Kevin Murphy, February 24, 2012, Domain Policy

How will ICANN measure the success of its new top-level domains program, and how many defensive registrations is too many?
These questions are now firmly on the ICANN agenda, following the publication of 37 draft recommendations for how to measure the success or otherwise of new gTLDs.
The advice of the Consumer Trust Working Group, published last night and now open for public comment, is a must-read for anyone interested in the emerging new gTLD market.
The recommendations describe myriad ways ICANN could benchmark the performance of new gTLDs three years from now, to fulfill its promise to the US Department of Commerce to study the effect of the program on consumer choice and competition.

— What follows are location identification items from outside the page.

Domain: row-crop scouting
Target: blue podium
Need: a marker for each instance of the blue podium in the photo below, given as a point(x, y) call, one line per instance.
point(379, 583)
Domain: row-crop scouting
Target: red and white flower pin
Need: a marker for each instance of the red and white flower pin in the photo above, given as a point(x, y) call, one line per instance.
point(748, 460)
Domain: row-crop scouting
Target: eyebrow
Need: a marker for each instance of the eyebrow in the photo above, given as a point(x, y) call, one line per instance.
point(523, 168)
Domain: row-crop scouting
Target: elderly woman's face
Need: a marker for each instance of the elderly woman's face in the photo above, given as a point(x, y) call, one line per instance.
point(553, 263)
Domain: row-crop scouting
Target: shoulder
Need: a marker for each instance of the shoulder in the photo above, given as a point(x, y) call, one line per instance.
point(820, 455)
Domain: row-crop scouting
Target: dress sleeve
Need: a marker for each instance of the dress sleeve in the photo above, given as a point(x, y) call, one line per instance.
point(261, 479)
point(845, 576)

While it’s a broad document covering a lot of bases, I’m going to be disappointingly predictable here and immediately zero in on the headline wedge issue that I think will get most tongues wagging over the coming weeks and months:
Defensive registrations.
The working group decided to recommend that, as a measure of success, domain name registrations in new gTLDs should be no more than 15% defensive* three years after launch.

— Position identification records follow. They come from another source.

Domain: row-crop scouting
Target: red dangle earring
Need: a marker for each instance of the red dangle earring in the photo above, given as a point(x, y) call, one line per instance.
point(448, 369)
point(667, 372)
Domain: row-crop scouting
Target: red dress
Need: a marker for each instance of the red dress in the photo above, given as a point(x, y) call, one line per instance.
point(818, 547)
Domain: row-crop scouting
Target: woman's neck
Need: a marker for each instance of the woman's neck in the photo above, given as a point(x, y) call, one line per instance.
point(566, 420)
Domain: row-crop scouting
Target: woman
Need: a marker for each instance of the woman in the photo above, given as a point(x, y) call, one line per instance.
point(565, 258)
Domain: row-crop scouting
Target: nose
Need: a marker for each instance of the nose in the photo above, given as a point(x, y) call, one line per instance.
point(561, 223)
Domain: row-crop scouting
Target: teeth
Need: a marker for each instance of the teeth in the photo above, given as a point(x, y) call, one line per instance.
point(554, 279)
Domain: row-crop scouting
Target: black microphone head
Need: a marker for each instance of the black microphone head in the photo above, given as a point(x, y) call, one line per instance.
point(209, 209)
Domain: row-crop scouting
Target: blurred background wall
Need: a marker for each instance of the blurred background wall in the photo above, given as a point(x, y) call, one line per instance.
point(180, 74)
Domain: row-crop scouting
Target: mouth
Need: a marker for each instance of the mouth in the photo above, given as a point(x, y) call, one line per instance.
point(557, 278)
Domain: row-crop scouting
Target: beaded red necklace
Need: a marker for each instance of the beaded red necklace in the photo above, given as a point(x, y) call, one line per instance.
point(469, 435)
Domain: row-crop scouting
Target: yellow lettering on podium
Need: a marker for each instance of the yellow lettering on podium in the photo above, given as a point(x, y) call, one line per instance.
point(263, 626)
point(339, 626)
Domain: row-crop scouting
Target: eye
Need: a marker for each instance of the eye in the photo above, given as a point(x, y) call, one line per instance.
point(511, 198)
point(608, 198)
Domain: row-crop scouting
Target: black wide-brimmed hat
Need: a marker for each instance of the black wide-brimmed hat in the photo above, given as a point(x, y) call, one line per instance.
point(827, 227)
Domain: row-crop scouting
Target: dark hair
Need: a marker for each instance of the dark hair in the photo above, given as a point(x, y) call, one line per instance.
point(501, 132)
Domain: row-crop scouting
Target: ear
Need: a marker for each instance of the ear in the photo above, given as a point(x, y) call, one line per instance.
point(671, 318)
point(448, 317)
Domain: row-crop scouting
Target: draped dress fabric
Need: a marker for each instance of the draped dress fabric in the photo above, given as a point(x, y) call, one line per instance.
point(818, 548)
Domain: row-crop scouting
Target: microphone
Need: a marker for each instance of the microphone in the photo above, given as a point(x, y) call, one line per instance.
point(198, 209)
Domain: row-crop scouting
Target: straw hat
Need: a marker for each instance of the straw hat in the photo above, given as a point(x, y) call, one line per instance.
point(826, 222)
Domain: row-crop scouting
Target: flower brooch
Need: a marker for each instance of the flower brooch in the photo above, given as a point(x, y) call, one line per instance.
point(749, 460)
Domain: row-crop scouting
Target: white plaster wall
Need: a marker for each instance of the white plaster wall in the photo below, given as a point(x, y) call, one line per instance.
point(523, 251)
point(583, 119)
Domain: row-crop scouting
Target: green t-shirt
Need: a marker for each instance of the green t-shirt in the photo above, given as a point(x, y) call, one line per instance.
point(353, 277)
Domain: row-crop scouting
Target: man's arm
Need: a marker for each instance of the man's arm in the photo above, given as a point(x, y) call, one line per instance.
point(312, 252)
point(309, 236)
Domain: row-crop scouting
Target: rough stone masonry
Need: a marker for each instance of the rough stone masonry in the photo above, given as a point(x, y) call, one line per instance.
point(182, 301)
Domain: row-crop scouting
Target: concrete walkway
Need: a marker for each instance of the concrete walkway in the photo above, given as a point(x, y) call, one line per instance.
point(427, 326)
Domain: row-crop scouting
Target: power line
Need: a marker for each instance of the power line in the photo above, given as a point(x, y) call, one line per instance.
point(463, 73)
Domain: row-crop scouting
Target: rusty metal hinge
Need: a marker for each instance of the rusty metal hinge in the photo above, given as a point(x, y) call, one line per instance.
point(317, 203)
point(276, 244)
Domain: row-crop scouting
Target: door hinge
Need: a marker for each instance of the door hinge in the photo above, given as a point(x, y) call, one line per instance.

Defensive in this case would mean they were registered during the mandatory Sunrise period.
The idea is that consumer choice can be demonstrated by lots of registrations in new gTLDs, but that defensive registrations should not count toward that goal.
The 15%-Sunrise baseline number was chosen fairly arbitrarily – other suggestions were 20% and 12% – and is designed to spur community discussion. It’s not final.
Still it’s interesting.
It implies that if a registry has 15,000 Sunrise registrations, it needs to sell another 85,000 domains in three years to be seen as having made a successful contribution to consumer choice.

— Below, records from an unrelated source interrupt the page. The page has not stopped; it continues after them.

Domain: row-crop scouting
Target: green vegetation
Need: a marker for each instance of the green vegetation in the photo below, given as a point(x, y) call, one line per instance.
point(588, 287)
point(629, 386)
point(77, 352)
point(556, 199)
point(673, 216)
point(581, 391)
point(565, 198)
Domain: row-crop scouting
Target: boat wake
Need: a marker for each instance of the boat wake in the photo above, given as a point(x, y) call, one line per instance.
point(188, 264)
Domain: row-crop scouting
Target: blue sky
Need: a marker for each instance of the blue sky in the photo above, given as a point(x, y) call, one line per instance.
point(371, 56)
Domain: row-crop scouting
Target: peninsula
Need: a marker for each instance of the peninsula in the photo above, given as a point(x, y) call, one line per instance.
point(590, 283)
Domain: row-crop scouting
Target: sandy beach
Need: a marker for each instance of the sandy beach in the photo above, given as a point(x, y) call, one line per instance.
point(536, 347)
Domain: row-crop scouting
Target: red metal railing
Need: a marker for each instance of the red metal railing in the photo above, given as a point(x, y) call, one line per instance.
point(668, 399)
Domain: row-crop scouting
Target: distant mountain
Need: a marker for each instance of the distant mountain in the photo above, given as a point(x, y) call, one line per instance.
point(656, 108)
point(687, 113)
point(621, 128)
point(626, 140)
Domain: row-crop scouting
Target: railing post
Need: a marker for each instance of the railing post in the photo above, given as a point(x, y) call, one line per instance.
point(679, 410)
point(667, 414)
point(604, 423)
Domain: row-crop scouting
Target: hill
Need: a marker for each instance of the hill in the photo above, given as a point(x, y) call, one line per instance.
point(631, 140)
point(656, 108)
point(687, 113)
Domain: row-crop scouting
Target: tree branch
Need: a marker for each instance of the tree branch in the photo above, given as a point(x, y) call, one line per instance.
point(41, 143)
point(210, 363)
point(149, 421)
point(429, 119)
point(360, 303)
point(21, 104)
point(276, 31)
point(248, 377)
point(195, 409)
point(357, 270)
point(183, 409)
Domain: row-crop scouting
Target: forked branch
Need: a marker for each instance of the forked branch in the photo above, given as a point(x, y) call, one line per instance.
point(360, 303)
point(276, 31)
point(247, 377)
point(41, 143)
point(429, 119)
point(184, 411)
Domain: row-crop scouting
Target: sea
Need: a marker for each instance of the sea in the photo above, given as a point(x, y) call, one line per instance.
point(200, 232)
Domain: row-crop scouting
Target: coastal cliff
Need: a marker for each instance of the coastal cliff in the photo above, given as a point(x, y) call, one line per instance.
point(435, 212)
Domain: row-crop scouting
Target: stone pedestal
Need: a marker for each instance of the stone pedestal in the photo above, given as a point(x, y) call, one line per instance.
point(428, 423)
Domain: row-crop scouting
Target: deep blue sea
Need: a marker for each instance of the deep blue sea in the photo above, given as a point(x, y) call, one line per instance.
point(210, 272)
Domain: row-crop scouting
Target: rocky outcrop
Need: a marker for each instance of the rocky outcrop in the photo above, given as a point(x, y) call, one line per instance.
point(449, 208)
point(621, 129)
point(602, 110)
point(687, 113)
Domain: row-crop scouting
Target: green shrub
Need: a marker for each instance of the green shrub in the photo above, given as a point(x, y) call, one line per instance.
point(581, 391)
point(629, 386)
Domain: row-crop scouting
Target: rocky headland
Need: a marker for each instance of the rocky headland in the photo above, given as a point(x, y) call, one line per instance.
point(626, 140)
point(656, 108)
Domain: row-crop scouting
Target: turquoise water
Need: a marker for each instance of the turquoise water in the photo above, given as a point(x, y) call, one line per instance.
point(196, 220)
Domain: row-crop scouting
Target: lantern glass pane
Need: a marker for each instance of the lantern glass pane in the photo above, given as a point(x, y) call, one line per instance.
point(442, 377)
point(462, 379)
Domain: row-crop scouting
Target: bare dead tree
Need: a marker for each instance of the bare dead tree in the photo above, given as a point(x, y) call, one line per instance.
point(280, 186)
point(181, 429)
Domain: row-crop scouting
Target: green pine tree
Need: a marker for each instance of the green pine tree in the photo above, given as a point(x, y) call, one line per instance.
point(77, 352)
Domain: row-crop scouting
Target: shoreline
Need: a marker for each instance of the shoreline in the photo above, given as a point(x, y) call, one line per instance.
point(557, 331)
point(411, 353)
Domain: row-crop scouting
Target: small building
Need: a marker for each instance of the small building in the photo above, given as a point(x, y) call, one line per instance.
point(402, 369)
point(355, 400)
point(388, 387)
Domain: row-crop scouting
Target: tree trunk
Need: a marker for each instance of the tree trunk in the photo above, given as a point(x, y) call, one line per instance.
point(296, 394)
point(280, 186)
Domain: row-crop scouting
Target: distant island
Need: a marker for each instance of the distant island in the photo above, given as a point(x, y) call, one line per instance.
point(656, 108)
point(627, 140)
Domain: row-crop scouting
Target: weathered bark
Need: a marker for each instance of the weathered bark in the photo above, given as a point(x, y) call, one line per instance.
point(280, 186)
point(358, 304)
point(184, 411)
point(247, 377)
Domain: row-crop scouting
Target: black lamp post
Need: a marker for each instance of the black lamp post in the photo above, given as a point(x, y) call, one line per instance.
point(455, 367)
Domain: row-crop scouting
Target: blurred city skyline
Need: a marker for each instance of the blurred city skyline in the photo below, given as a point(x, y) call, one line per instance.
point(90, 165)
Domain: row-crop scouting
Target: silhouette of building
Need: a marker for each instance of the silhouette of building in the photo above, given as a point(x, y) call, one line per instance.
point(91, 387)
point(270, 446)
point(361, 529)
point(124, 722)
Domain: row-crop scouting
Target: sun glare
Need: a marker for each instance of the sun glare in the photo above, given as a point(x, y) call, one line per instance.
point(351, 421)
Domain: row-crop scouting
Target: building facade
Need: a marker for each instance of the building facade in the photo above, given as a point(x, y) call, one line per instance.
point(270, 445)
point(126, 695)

By way of an example, if it were to be retroactively applied to .xxx, the most recent gTLD to launch, ICM Registry would have to get its total registrations up to 533,000 by the end of 2014.
Is 15% too low? Too high? Is it even a useful metric? ICANN wants to know.
Whatever the ultimate number turns out to be, it’s going to be handy for plugging into spreadsheets – something opponents of new gTLDs will find very useful when they try to make the case that ICANN endorses a certain dollar value of trademark extortion.
Because many registries will also accept defensive registrations after Sunrise, two more metrics are proposed.
The group recommends that domains in new gTLDs that redirect to identical domains in legacy TLDs – strongly implying a defensive registration – should be no more than 15% after three years.
It also recommends that ICANN should carry out a survey to see how many registrants own matching second-level domains in legacy TLDs, and that this should also be lower than 15%.
I’ve only outlined three of the working group’s recommendations here. Many of the other 34 are also interesting and will be much-debated as the new gTLD program continues.
This is vitally important stuff for the future of new gTLDs, and applicants would be well advised to have a good read — to see what might be expected of them in future — before finalizing their applications.
* It should be noted that the recommendation as published confusingly reads “Post-Sunrise registrations > 15% of total registrations”, which I think is a typo. The > operator implies that non-defensive registrations only need to be over 15% of total registrations, which I’m certain is not what the working group intended to say.
(UPDATE: this typo has now been corrected).